Habiburokhman juga mengumumkan pembahasan RUU KUHAP akan dilakukan pada masa sidang berikutnya. Hal itu berubah dari rencana semula saat DPR menyatakan akan membahas RUU KUHAP pada masa sidang ke-17.
Sebelumnya Lembaga Survei Indonesia (LSI) menunjukkan lebih dari 70 persen masyarakat tidak mengetahui pemerintah dan DPR tengah membahas revisi KUHAP.
“Hanya sekitar 30 persen, tepatnya 29,7 persen, masyarakat yang tahu bahwa pemerintah sedang membahas perubahan KUHAP, sementara 70,3 persen lainnya itu bilang tidak tahu,” ujar peneliti LSI Yoes C. Kenawas dalam rilis hasil survei tersebut di daerah Pela Mampang, Jakarta Selatan pada Ahad, 13 April 2025.
Melihat hasil survei itu, Yoes menyatakan pembahasan RUU KUHAP masih menjadi isu elit dan belum mendapat perhatian masyarakat banyak. Sementara itu, dalam penerapannya nanti, masyarakat sebagai pihak yang juga akan merasakan langsung dampak dari perubahan yang dilakukan terhadap KUHAP.
“Artinya diperlukan sosialisasi yang lebih dari semua pihak agar masyarakat lebih peduli bahwa ada rencana perubahan undang-undang yang akan memengaruhi mereka di masa depan kalau, semoga jangan sampai, mereka terlibat kasus pidana atau berurusan dengan aparat penegak hukum,” tuturnya.
Koalisi Masyarakat Sipil mendesak pembahasan revisi KUHAP digelar secara terbuka. "Supaya apa yang mereka bahas itu sesuai dengan harapan masyarakat," kata Ketua Yayasan Lembaga Bantuan Hukum Indonesia (YLBHI) Muhamad Isnur setelah bertemu dengan pimpinan Komisi III DPR pada Selasa, 8 April 2025.

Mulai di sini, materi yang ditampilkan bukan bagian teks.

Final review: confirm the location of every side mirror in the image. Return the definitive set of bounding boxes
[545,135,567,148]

Menurut dia, transparansi ini penting, terlebih ada sejumlah pasal yang memberikan peluang bagi aparat penegak hukum untuk menyalahgunakan wewenang. "Jadi kami mengingatkan agar pembahasan tidak terburu-buru," katanya.

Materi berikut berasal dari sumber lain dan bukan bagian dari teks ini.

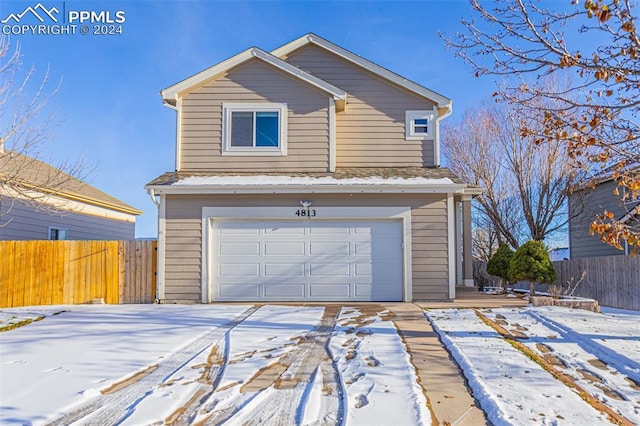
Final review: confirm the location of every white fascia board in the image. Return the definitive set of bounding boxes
[271,34,451,109]
[145,184,466,195]
[160,47,347,109]
[328,99,337,173]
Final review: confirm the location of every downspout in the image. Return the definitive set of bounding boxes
[433,102,453,167]
[162,98,182,172]
[147,189,160,208]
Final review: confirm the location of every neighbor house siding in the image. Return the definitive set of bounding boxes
[165,194,449,302]
[0,197,135,240]
[286,46,435,167]
[569,181,625,259]
[180,60,330,172]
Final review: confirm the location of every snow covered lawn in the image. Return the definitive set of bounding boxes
[426,307,640,426]
[0,305,430,425]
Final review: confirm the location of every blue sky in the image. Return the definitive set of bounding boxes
[0,0,494,237]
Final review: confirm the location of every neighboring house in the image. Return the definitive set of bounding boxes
[0,147,142,240]
[146,34,479,303]
[569,171,640,259]
[549,247,569,262]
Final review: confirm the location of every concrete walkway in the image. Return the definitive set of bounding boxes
[385,303,486,426]
[385,288,527,426]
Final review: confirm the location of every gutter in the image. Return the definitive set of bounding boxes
[146,183,482,194]
[6,177,142,216]
[147,189,160,208]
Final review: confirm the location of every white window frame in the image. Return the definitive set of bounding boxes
[405,110,435,141]
[222,102,287,156]
[622,187,640,204]
[47,226,69,241]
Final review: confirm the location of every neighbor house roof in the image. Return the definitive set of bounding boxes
[271,33,452,114]
[160,47,347,110]
[0,151,142,215]
[145,167,480,194]
[571,163,640,192]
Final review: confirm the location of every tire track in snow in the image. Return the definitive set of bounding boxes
[526,311,640,383]
[204,306,344,426]
[47,305,261,426]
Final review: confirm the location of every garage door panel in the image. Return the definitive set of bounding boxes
[309,283,351,300]
[309,222,351,237]
[353,241,371,256]
[218,284,262,300]
[264,263,306,277]
[264,283,305,299]
[211,220,403,301]
[264,224,304,236]
[218,226,260,236]
[218,263,260,277]
[218,242,260,256]
[354,263,373,277]
[309,242,349,256]
[264,243,305,256]
[309,262,350,277]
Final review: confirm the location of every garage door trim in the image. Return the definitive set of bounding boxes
[201,206,412,303]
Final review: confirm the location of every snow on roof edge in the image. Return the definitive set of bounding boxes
[171,175,459,186]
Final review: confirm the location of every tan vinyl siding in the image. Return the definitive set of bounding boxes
[181,60,329,171]
[0,197,135,240]
[287,46,434,167]
[569,181,626,259]
[165,194,449,301]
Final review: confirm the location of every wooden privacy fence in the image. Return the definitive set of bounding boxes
[474,255,640,310]
[0,241,157,308]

Dalam penegakan hukum, KUHAP akan menjadi dasar bagi aparat untuk menangkap dan menahan seseorang. Jika pasal-pasal yang mengaturnya tidak jelas, tentu akan menimbulkan persoalan baru, terutama menyangkut pelanggaran hak asasi manusia (HAM).
Koalisi Masyarakat Sipil berharap pembahasan revisi KUHAP bisa dijadikan momentum untuk mendorong reformasi sistem peradilan pidana. DPR harus menggunakan kewenangannya secara maksimal karena ini menyangkut perlindungan hak masyarakat dalam proses hukum.
"Kalau negara kita ingin beradab, manusiawi, ya, dimulai dari KUHAP karena inilah yang memutuskan orang dari bebas, ditangkap, kemudian dipenjara," kata Isnur.
Ervana Trikarinaputri berkontribusi pada penulisan artikel ini.